A long-standing proposal that phasic DA relates to an MF learning signal predicts that the primary drug effects, reflecting an effect of levodopa on striatal DA levels, should be to speed up or bias MF learning (Pessiglione et al., 2006). With respect to our current task, and an established two-step task designed to dissociate MF and MB influences (Daw et al., 2011), there is no compelling human evidence for a direct impact of DA on MF learning or control (Deserno et al., 2015a; Kroemer et al., 2019; Sharp et al., 2016; Wunderlich et al., 2012; Kroemer et al., 2019). A commonality of our novel and the two-step task is the inclusion of dynamically changing reward contingencies. As MF learning is by definition incremental, slowly accumulating reward value over extended time periods, it follows that dynamic reward schedules may lessen a sensitivity to detect changes in MF processes (see Doll et al., 2016 for discussion). In line with this, experiments in humans indicate that value-based choices performed without feedback-based learning (for reviews, see Maia and Frank, 2011; Collins and Frank, 2014), as well as learning in stable environments (Pessiglione et al., 2006), are susceptible to DA drug influences (or genetic proxies thereof) as expected under an MF RL account. Thus, the impact of DA boosting agents may vary as a function of contextual task demands. This resonates with features of our pharmacological manipulation using levodopa, which impacts primarily on presynaptic synthesis. Thus, instead of necessarily directly altering phasic DA release, levodopa impacts on baseline storage (Kumakura and Cumming, 2009), possibly reflected in overall DA tone. DA tone is proposed to encode average environmental reward rate (Mohebi et al., 2019; Niv et al., 2007), a putative environmental summary statistic that might in turn impact an arbitration between behavioural control strategies according to environmental demands (Cools, 2019).

While our study elucidates a DA influence on different MB processes, its scope means we are agnostic to potential underlying neural mechanisms.

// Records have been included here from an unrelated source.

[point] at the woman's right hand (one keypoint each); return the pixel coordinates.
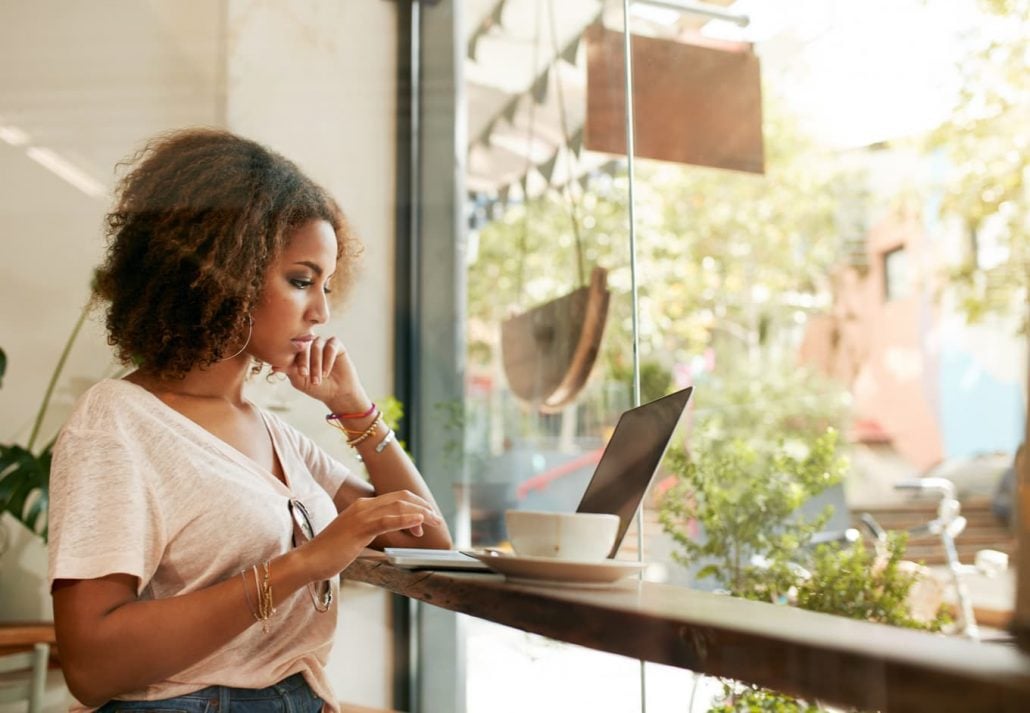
(365, 519)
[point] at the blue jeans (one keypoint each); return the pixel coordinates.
(292, 694)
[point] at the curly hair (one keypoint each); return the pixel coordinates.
(197, 222)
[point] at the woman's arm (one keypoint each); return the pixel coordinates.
(112, 643)
(390, 471)
(325, 372)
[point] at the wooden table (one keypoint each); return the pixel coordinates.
(840, 660)
(21, 636)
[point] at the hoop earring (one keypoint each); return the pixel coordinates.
(250, 331)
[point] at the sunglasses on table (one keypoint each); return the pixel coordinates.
(321, 591)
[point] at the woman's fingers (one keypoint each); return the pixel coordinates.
(393, 511)
(330, 352)
(314, 361)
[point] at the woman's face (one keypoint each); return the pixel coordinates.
(295, 298)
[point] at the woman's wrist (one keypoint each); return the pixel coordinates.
(350, 407)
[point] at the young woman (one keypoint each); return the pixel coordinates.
(196, 539)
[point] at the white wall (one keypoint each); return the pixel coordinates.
(91, 81)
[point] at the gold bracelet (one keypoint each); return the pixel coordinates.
(246, 596)
(268, 606)
(367, 433)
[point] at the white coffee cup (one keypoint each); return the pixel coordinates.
(579, 536)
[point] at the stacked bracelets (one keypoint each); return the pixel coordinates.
(266, 607)
(355, 438)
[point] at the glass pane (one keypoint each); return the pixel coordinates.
(837, 299)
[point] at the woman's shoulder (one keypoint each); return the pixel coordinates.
(107, 402)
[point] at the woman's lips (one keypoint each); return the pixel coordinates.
(301, 343)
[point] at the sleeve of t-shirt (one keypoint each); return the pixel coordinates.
(103, 516)
(325, 470)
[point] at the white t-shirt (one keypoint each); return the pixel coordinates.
(136, 487)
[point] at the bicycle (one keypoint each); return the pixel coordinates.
(928, 591)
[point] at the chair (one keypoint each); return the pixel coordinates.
(23, 676)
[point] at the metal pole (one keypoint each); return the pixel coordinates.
(628, 77)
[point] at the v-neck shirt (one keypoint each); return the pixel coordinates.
(139, 488)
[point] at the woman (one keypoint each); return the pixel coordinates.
(181, 558)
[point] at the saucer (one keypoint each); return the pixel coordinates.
(551, 570)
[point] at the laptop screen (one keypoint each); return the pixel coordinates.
(631, 459)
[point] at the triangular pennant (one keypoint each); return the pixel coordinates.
(540, 87)
(547, 168)
(576, 142)
(569, 54)
(474, 44)
(496, 13)
(510, 109)
(487, 134)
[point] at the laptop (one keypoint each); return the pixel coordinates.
(618, 484)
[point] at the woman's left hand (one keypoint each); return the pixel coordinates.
(324, 371)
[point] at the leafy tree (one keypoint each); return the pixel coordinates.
(724, 259)
(987, 145)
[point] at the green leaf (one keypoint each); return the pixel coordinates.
(24, 485)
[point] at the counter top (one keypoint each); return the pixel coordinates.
(815, 655)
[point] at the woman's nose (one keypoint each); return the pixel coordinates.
(318, 310)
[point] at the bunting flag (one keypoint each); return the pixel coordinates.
(510, 109)
(540, 87)
(496, 14)
(576, 142)
(547, 168)
(570, 53)
(485, 137)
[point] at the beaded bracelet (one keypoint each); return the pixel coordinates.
(364, 436)
(351, 416)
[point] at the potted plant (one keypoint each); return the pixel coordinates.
(25, 471)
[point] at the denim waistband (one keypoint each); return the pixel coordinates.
(292, 694)
(283, 687)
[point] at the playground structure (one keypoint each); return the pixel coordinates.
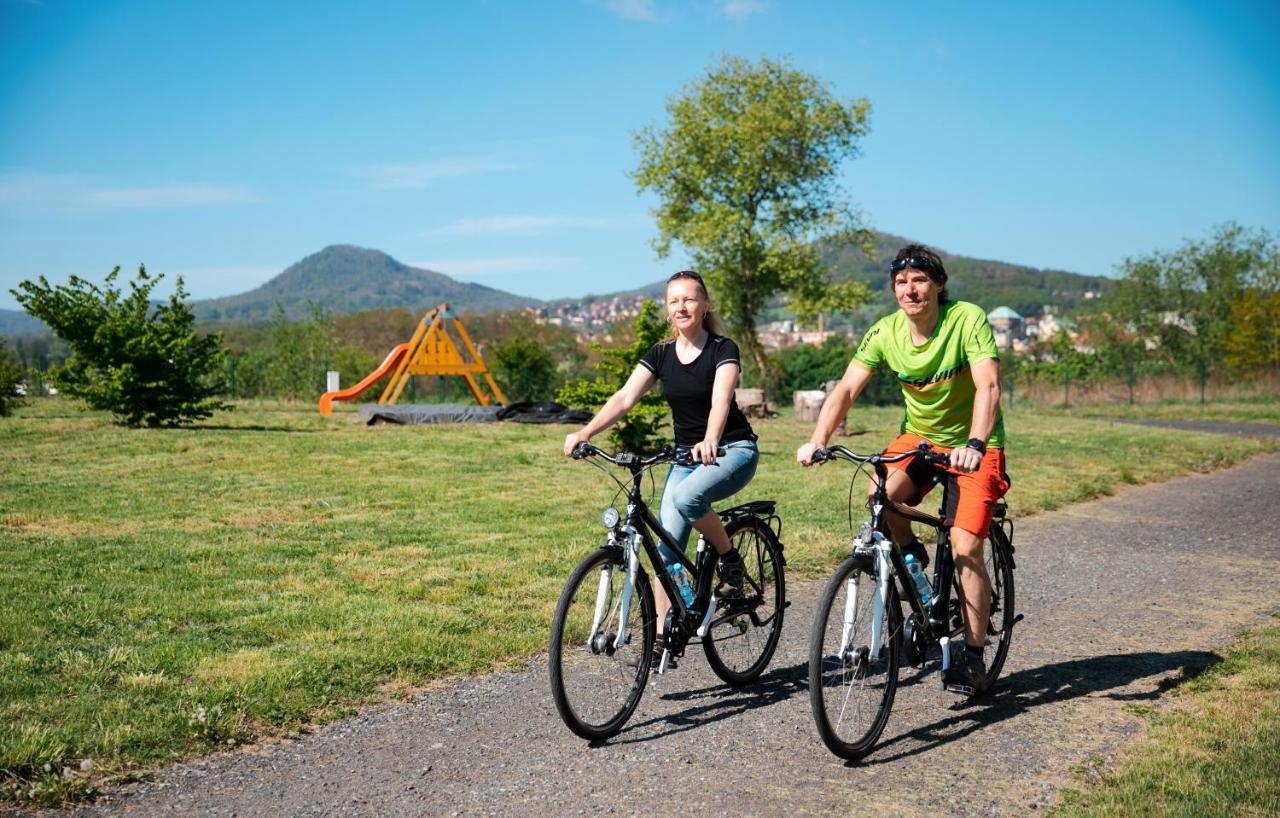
(429, 352)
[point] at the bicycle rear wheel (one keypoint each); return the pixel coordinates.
(851, 686)
(745, 631)
(595, 685)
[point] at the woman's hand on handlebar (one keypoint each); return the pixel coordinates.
(704, 452)
(804, 455)
(574, 439)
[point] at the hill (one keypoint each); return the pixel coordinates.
(355, 279)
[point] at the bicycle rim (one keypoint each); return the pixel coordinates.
(595, 685)
(743, 639)
(851, 688)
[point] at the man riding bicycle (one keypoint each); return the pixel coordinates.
(945, 356)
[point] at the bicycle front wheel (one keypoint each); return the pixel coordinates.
(851, 677)
(745, 631)
(595, 681)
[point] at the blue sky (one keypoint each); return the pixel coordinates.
(492, 140)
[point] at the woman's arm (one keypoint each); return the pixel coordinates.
(618, 405)
(722, 394)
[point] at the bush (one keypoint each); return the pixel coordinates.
(10, 380)
(639, 430)
(138, 360)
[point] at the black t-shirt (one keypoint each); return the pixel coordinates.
(688, 388)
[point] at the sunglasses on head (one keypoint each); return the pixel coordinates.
(915, 263)
(685, 274)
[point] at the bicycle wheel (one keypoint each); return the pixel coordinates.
(595, 685)
(851, 686)
(744, 634)
(1000, 627)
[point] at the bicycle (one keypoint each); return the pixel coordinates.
(604, 626)
(859, 633)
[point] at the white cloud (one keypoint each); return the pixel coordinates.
(640, 10)
(27, 187)
(740, 10)
(526, 225)
(501, 265)
(424, 173)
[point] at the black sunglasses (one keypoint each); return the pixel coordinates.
(686, 274)
(915, 263)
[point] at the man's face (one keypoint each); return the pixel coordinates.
(915, 292)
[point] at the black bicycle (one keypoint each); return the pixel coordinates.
(606, 625)
(860, 634)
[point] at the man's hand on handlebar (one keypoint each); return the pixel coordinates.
(574, 439)
(963, 458)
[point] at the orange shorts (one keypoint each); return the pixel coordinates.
(970, 497)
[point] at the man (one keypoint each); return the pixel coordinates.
(946, 362)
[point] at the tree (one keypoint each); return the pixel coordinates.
(746, 178)
(10, 380)
(639, 430)
(141, 361)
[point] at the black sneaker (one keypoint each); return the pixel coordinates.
(731, 575)
(967, 675)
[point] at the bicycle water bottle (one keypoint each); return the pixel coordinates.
(922, 583)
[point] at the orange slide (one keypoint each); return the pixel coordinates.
(350, 393)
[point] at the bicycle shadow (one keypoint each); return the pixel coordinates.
(772, 688)
(1020, 691)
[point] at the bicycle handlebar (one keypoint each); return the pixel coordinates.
(680, 456)
(923, 451)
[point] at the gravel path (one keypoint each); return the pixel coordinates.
(1120, 594)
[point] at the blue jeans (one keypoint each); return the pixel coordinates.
(690, 492)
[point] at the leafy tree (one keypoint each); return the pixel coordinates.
(141, 361)
(522, 365)
(639, 430)
(746, 177)
(10, 380)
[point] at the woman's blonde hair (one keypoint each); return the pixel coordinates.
(709, 320)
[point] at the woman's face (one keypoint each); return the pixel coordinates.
(686, 305)
(915, 292)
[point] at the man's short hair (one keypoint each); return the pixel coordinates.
(923, 259)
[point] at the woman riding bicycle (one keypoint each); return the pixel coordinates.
(698, 369)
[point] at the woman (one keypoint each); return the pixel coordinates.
(698, 369)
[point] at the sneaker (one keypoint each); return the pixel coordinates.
(967, 675)
(731, 575)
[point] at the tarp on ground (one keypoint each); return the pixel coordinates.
(406, 414)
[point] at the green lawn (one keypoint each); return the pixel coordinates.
(169, 592)
(1212, 754)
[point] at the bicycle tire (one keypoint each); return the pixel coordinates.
(740, 645)
(597, 688)
(839, 677)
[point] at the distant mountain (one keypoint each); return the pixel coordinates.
(18, 323)
(353, 279)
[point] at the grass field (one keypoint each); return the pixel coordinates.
(170, 592)
(1212, 754)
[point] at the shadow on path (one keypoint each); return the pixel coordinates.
(1032, 688)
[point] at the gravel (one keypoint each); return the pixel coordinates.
(1120, 595)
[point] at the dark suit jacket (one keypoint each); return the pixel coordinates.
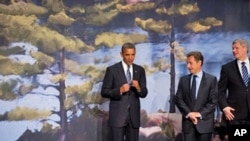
(238, 94)
(118, 107)
(207, 98)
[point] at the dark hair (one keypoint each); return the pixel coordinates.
(242, 42)
(128, 45)
(197, 56)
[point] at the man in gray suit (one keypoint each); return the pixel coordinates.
(196, 98)
(124, 84)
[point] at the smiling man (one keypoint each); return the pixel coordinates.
(196, 98)
(234, 88)
(124, 84)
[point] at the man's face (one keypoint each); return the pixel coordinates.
(239, 51)
(193, 66)
(128, 56)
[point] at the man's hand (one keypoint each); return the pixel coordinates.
(124, 88)
(135, 84)
(194, 117)
(228, 113)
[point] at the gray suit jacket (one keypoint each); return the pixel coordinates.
(205, 103)
(118, 108)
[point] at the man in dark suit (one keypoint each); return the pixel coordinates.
(196, 98)
(124, 84)
(234, 92)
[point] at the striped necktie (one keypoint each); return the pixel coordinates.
(193, 88)
(244, 73)
(128, 75)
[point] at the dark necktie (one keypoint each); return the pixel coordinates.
(193, 88)
(128, 75)
(244, 73)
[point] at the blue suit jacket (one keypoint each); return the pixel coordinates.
(118, 108)
(205, 104)
(233, 92)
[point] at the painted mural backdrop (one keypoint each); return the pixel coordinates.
(53, 56)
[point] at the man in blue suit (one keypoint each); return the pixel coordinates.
(124, 84)
(234, 92)
(196, 98)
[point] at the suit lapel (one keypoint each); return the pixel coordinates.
(121, 73)
(235, 68)
(202, 85)
(188, 81)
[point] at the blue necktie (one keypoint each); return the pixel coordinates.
(244, 73)
(128, 75)
(193, 88)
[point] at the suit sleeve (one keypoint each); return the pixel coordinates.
(143, 84)
(212, 100)
(180, 103)
(107, 90)
(222, 88)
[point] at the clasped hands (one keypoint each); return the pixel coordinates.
(228, 113)
(194, 116)
(125, 87)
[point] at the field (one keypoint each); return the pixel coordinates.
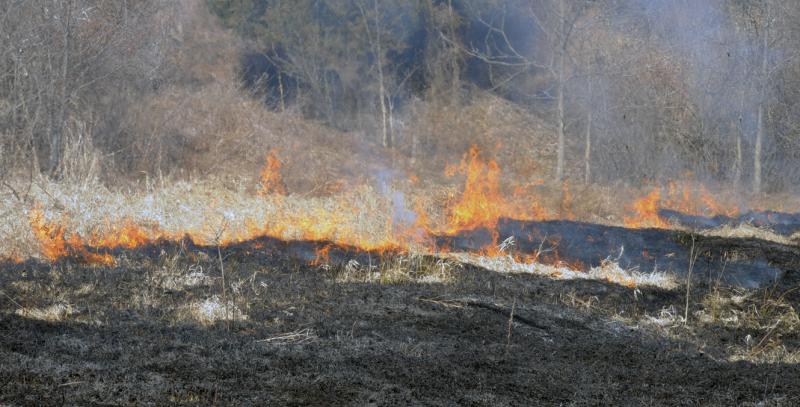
(134, 298)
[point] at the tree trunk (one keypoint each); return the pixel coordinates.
(560, 108)
(587, 151)
(761, 105)
(57, 134)
(587, 154)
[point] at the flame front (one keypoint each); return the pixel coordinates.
(271, 180)
(646, 212)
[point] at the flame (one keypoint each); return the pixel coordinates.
(54, 245)
(51, 237)
(646, 212)
(271, 180)
(481, 204)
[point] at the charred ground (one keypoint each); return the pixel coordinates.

Animal and human work points to a role for orbitofrontal cortex (OFC) in representing a model of a task, including unobserved and inferred states (Howard et al., 2020; Jones et al., 2012; Schuck et al., 2016). Both MB processes under investigation in our task rely on access to the stable transition structure and may, thus, both depend similarly on this putative OFC function. Therefore, we do not consider it likely that an impact on OFC function per se accounts for DA modulation of pure MB influences as opposed to guidance of MFCA. Instead, we speculate that prefrontal working memory or hippocampal replay mechanisms are likely to contribute to these two MB processes.

During pure MB processing, the value of each visited destination is updated at a given trial n. Crucially, in trial n + 1, when two vehicles are offered for choice, values for the corresponding destination need to be retrieved to compute MB values for each vehicle. We assume this relies on working memory capacity whereby its implementation in dorso-lateral prefrontal function would be boosted via enhanced prefrontal DA levels. However, while working memory function could theoretically account for enhanced pure MB influences, MB choice planning could also be supported, at least partially, by enhancement of neural replay for sequences of destinations associated with the vehicles, where this is likely to be implemented at least in part within hippocampus. We note here that theoretical treatments of hippocampal offline neural replay propose it informs credit assignment based on RPEs (Mattar and Daw, 2018).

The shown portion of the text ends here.